Ada yang sibuk urusan format penulisan— selalu disalahkan tapi tidak pernah dikasih tahu gimana yang benar. Ada yang sibuk urusan tanda tangan tapi dosen selalu sibuk urusan ke luar kota. Ada juga yang sibuk urusan bingung materi, bingung sumber materi, bingung tempat penelitian, bingung teknik pengumpulan data, bingung mau ambil judul apa, bahkan kebanyakan bingung mau milih dosen pembimbing siapa.
Sekali lagi, mereka—dosen pembimbing adalah salah satu penentu terbesar bagi mahasiswa dalam menyelesaikan urusan skripsinya.
Ya, saat wisuda adalah saat yang sangat membahagiakan bagi mereka yang telah selesai mengarungi jurang maut tersebut di atas. Aduh, kayak soal ujian aja, ya?
Dan, kebahagiaan itu makin terasa berlipat saat Sang Pujangga hati melamar atau menerima lamaran. Bagai kalian yang belum mengalami, aku doakan semoga dipercepat.
Apanya?
Ya, apanya aja. He....
Hari itu benar-benar indah, hari itu sangat istimewa, bukan hanya bagi mereka berdua, bukan hanya bagi para mahasiswa yang telah diwisuda, bukan hanya orangtua yang anaknya telah diwisuda, bukan hanya keluarga yang kerabatnya telah diwisuda, tapi aku juga merasakan kebahagiaan mereka semua. Iya aku, karena ini adalah kisahku, karena aku adalah Gilang.
Dalam kisah kali ini, aku akan membahas bagaimana kehidupanku yang bahagia seketika sirna setelah kepergiannya. Dia, Lutfi.
Aku tidak tahu kenapa dia pergi, aku tidak tahu mengapa dia pergi, aku tidak tahu ke mana dia pergi. Seperti yang telah kalian baca, aku baru saja melamarnya, tapi tepat pada keesokan harinya, dia, Lutfi, menghilang tanpa jejak. Tidak bisa dihubungi, tidak ada di rumah, tidak ada di tempat manapun yang biasa kami kunjungi.
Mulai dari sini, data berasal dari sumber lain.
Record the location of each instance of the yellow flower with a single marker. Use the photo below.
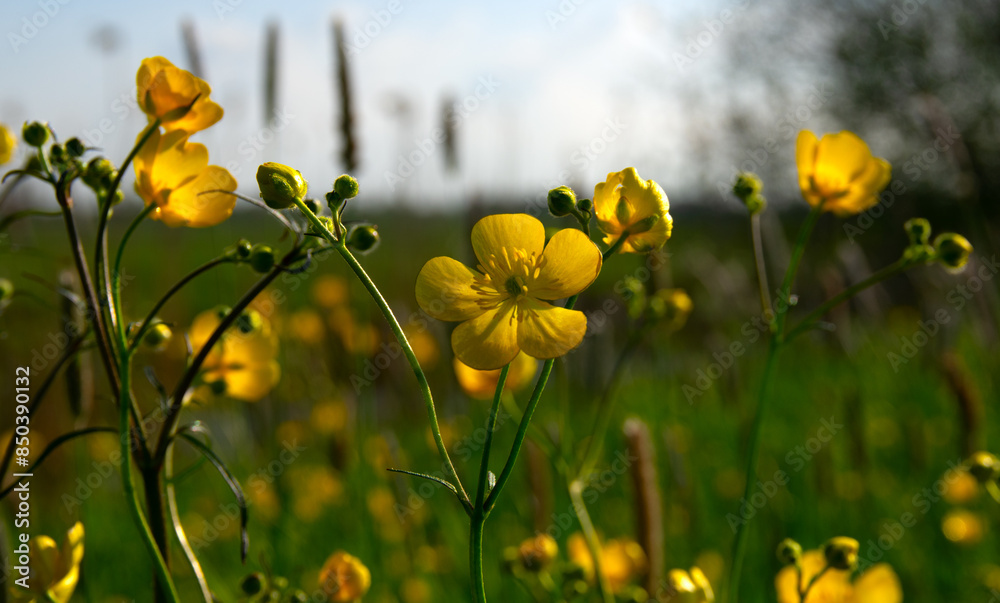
(840, 172)
(503, 305)
(166, 92)
(691, 586)
(621, 560)
(7, 144)
(244, 362)
(55, 570)
(878, 584)
(625, 202)
(344, 578)
(483, 384)
(171, 173)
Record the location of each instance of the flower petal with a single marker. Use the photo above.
(444, 290)
(571, 263)
(512, 231)
(546, 331)
(878, 585)
(488, 341)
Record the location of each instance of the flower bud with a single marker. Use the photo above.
(35, 133)
(952, 250)
(280, 185)
(841, 553)
(562, 201)
(984, 466)
(346, 187)
(363, 238)
(538, 553)
(261, 258)
(789, 552)
(157, 337)
(918, 230)
(75, 147)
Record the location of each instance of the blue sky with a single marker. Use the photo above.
(552, 91)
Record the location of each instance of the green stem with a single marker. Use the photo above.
(116, 274)
(418, 371)
(166, 584)
(479, 513)
(879, 276)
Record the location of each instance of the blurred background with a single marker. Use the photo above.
(446, 112)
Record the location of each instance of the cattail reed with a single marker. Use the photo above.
(342, 83)
(648, 507)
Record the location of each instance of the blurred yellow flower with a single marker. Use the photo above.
(691, 586)
(172, 174)
(503, 306)
(878, 584)
(621, 560)
(7, 144)
(626, 202)
(840, 172)
(962, 527)
(244, 362)
(483, 384)
(55, 570)
(166, 92)
(344, 578)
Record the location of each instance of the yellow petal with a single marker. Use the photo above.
(546, 331)
(571, 263)
(190, 205)
(488, 341)
(444, 290)
(511, 231)
(878, 585)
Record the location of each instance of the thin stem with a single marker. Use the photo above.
(879, 276)
(116, 274)
(418, 371)
(479, 513)
(147, 322)
(761, 265)
(166, 584)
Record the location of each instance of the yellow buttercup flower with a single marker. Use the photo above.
(172, 174)
(878, 584)
(840, 172)
(242, 365)
(504, 305)
(7, 144)
(626, 202)
(167, 92)
(55, 570)
(344, 578)
(483, 384)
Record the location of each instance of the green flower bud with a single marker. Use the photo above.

Bukan hanya Lutfi yang menghilang, tapi seluruh keluarganya.
Para tetangga tidak ada satupun yang mau memberi tahu ke mana Lutfi dan orangtuanya pergi. Kerabatnya tetap bersikukuh untuk merahasiakan hal itu dariku. Apa salahku? Apa yang telah kulakukan? Kenapa Lutfi menghilang tanpa jejak?